From cb4526a4edfcb736a381f8f1193a6abc7eda6fff Mon Sep 17 00:00:00 2001
From: Ruiyang Wang <56065503+rynewang@users.noreply.github.com>
Date: Wed, 30 Oct 2024 00:17:45 -0700
Subject: [PATCH] [core] Add metrics ray_io_context_event_loop_lag_ms. (#47989)

Adds a metric to monitor event loop lag for `instrumented_io_context`.
This is by default applied to IO Contexts in GCS only.

By default every 250ms we post an async task and use
std::chrono::steady_clock to record the lag.
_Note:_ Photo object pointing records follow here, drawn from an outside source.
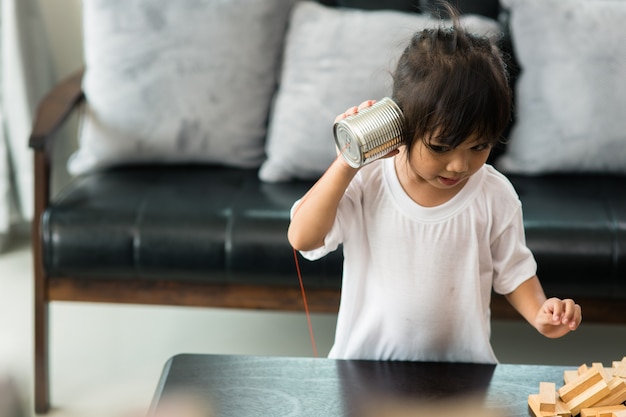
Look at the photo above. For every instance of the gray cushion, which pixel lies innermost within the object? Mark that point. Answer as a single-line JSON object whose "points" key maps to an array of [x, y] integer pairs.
{"points": [[172, 81], [334, 59], [571, 94]]}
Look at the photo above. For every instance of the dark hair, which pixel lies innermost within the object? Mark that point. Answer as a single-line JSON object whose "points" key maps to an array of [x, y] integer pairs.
{"points": [[451, 85]]}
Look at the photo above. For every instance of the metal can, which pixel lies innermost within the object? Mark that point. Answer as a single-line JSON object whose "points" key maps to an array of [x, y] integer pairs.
{"points": [[371, 133]]}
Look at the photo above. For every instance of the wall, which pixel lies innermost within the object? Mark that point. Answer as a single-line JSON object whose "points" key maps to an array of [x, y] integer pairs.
{"points": [[63, 22], [62, 19]]}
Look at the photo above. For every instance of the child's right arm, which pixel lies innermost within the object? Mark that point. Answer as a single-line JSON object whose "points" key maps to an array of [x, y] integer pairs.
{"points": [[314, 216]]}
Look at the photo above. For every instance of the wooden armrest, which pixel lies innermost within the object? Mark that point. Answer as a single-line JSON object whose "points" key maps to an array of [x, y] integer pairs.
{"points": [[54, 109]]}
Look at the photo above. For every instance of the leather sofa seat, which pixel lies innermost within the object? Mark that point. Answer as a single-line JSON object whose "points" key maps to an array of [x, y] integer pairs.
{"points": [[222, 225]]}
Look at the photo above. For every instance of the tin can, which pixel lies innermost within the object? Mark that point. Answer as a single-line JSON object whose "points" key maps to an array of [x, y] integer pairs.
{"points": [[371, 133]]}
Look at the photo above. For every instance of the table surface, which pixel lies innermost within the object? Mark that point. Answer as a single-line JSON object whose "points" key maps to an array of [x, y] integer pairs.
{"points": [[256, 386]]}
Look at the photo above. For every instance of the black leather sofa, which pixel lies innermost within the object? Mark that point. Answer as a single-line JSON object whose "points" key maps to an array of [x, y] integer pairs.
{"points": [[209, 235]]}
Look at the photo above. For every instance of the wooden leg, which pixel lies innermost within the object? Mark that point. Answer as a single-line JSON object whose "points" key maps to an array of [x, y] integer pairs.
{"points": [[41, 359], [42, 395]]}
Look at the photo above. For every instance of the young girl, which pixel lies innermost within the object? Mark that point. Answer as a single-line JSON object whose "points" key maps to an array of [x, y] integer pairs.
{"points": [[430, 230]]}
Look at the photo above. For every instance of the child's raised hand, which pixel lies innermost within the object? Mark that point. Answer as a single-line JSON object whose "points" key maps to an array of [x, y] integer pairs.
{"points": [[558, 317], [354, 110]]}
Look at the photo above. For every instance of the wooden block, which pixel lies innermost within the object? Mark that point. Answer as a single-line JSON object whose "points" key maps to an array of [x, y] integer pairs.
{"points": [[547, 396], [569, 375], [589, 397], [620, 369], [606, 374], [562, 410], [601, 411], [579, 384], [534, 406], [617, 386]]}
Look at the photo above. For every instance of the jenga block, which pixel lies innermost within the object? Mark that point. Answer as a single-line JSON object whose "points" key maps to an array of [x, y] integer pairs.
{"points": [[579, 384], [562, 410], [601, 411], [547, 396], [606, 374], [617, 386], [620, 369], [589, 397], [534, 406], [569, 375]]}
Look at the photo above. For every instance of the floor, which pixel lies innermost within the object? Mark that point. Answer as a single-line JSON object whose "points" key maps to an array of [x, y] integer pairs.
{"points": [[106, 359]]}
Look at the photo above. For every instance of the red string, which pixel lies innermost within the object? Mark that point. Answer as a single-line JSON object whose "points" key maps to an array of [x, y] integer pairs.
{"points": [[306, 305]]}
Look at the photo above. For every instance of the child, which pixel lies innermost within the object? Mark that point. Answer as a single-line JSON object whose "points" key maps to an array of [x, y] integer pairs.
{"points": [[429, 230]]}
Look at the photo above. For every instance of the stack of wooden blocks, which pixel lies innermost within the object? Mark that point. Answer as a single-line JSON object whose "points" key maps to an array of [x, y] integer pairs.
{"points": [[593, 391]]}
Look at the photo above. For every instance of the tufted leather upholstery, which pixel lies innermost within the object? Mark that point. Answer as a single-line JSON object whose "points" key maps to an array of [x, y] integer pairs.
{"points": [[224, 226]]}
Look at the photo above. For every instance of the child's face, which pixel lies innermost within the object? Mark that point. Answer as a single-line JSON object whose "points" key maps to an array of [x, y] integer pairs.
{"points": [[444, 167]]}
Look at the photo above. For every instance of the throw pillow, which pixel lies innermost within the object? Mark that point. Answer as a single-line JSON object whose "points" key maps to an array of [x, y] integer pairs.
{"points": [[571, 93], [334, 58], [178, 81]]}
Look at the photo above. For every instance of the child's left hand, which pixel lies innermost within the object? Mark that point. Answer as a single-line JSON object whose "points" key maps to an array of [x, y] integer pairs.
{"points": [[558, 317]]}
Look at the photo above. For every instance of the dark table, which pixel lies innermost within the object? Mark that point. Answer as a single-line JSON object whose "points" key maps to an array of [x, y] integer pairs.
{"points": [[242, 386]]}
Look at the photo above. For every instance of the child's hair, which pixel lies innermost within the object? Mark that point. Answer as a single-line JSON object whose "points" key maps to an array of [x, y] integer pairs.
{"points": [[452, 85]]}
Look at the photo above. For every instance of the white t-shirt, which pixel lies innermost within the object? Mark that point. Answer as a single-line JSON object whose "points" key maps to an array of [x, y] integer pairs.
{"points": [[417, 281]]}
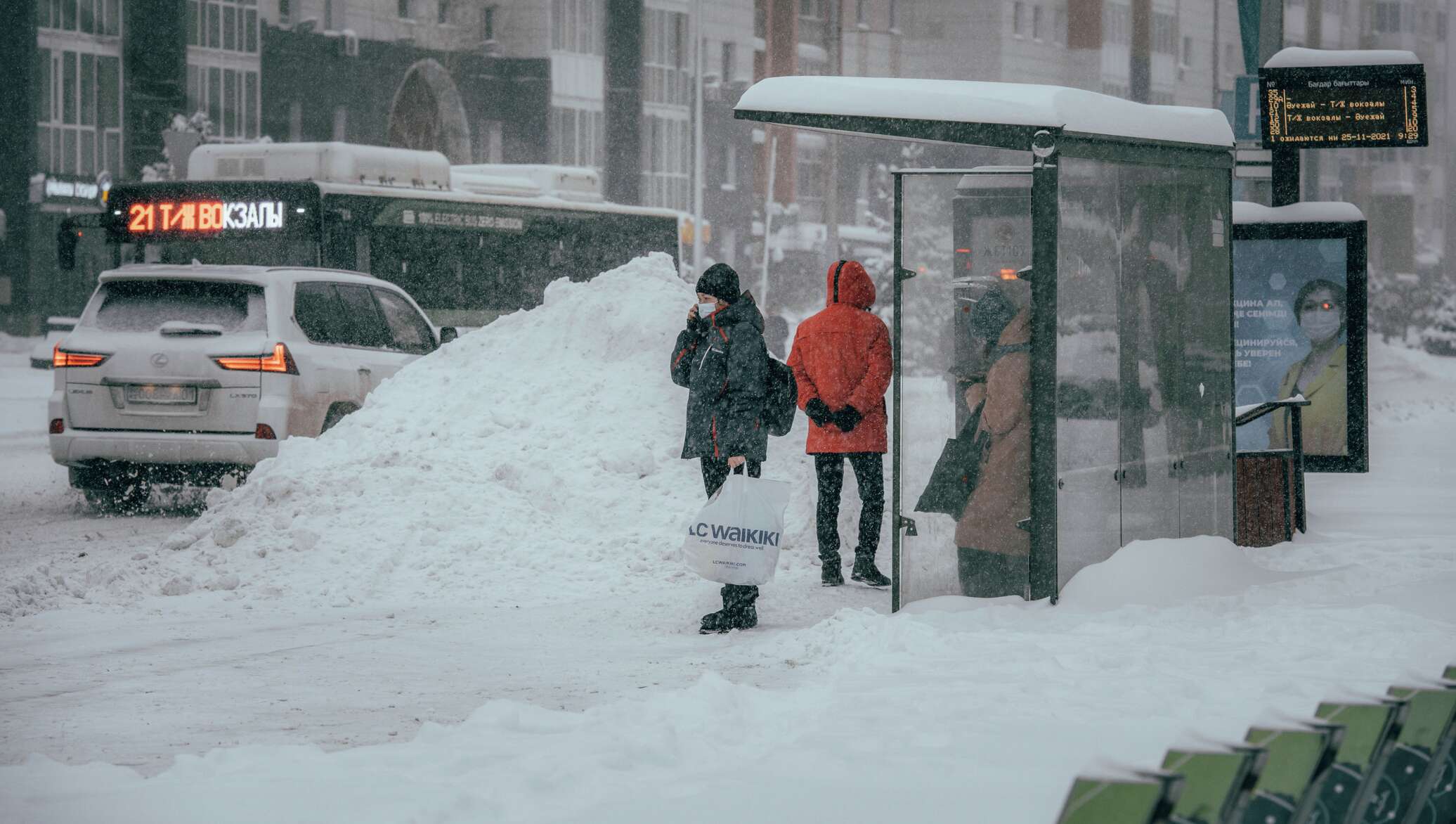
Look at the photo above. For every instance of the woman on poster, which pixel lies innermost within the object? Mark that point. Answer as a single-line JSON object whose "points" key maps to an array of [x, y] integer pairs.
{"points": [[1320, 309]]}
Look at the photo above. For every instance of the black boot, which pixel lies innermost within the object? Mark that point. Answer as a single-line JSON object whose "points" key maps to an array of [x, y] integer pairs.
{"points": [[737, 613], [831, 572], [865, 571]]}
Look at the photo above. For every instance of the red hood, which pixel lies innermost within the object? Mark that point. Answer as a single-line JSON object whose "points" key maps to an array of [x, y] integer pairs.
{"points": [[852, 287]]}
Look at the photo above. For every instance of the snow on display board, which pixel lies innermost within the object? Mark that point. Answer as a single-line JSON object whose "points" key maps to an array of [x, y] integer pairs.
{"points": [[980, 102]]}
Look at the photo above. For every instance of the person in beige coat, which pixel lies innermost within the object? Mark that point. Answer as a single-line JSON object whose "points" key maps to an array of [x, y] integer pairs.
{"points": [[992, 549]]}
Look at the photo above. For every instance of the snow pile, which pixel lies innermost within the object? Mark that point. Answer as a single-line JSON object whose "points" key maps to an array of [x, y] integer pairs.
{"points": [[535, 459], [992, 707], [1166, 572]]}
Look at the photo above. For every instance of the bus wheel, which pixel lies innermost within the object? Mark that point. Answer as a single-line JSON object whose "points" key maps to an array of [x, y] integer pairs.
{"points": [[335, 414]]}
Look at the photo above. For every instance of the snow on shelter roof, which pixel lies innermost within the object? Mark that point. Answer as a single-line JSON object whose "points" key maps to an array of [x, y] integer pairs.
{"points": [[972, 111], [1296, 57], [1312, 212]]}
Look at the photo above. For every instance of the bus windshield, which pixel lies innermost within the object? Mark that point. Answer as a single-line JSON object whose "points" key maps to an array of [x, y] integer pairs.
{"points": [[228, 251]]}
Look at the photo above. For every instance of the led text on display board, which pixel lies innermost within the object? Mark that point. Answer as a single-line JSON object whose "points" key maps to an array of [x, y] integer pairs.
{"points": [[1344, 107], [204, 216]]}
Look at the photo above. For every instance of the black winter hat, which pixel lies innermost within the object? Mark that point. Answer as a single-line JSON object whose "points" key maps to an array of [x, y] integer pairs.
{"points": [[720, 281]]}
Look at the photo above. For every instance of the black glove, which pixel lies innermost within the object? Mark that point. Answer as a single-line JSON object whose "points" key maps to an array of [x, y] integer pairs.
{"points": [[819, 413]]}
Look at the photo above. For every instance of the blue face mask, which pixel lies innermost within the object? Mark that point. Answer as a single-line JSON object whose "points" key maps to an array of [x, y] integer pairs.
{"points": [[1320, 325]]}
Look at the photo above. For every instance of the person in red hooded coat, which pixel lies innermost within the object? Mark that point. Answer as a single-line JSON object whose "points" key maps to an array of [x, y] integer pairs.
{"points": [[840, 361]]}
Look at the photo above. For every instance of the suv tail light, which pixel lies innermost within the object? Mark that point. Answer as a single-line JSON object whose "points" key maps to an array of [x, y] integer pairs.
{"points": [[278, 361], [60, 359]]}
The metric is a GAUGE with
the thread name recorded.

I tested this on my laptop and it works - it's a ~0 on an idle cluster,
and 1000ms if I use
`RAY_testing_asio_delay_us=event_loop_lag_probe=1000000:1000000`.

Signed-off-by: Ruiyang Wang <rywang014@gmail.com>
---
 BUILD.bazel                                   |  8 ++-
 src/ray/common/asio/asio_util.h               | 18 +++--
 .../common/asio/instrumented_io_context.cc    | 72 +++++++++++++++++--
 src/ray/common/asio/instrumented_io_context.h | 10 ++-
 src/ray/common/ray_config_def.h               | 10 +++
 src/ray/common/test/ray_syncer_test.cc        |  1 +
 .../gcs_server/gcs_server_io_context_policy.h |  2 +
 src/ray/gcs/gcs_server/gcs_server_main.cc     |  3 +-
 src/ray/raylet/main.cc                        |  1 +
 src/ray/stats/metric_defs.cc                  |  6 ++
 src/ray/stats/metric_defs.h                   |  3 +
 src/ray/util/util.h                           |  2 +-
 12 files changed, 118 insertions(+), 18 deletions(-)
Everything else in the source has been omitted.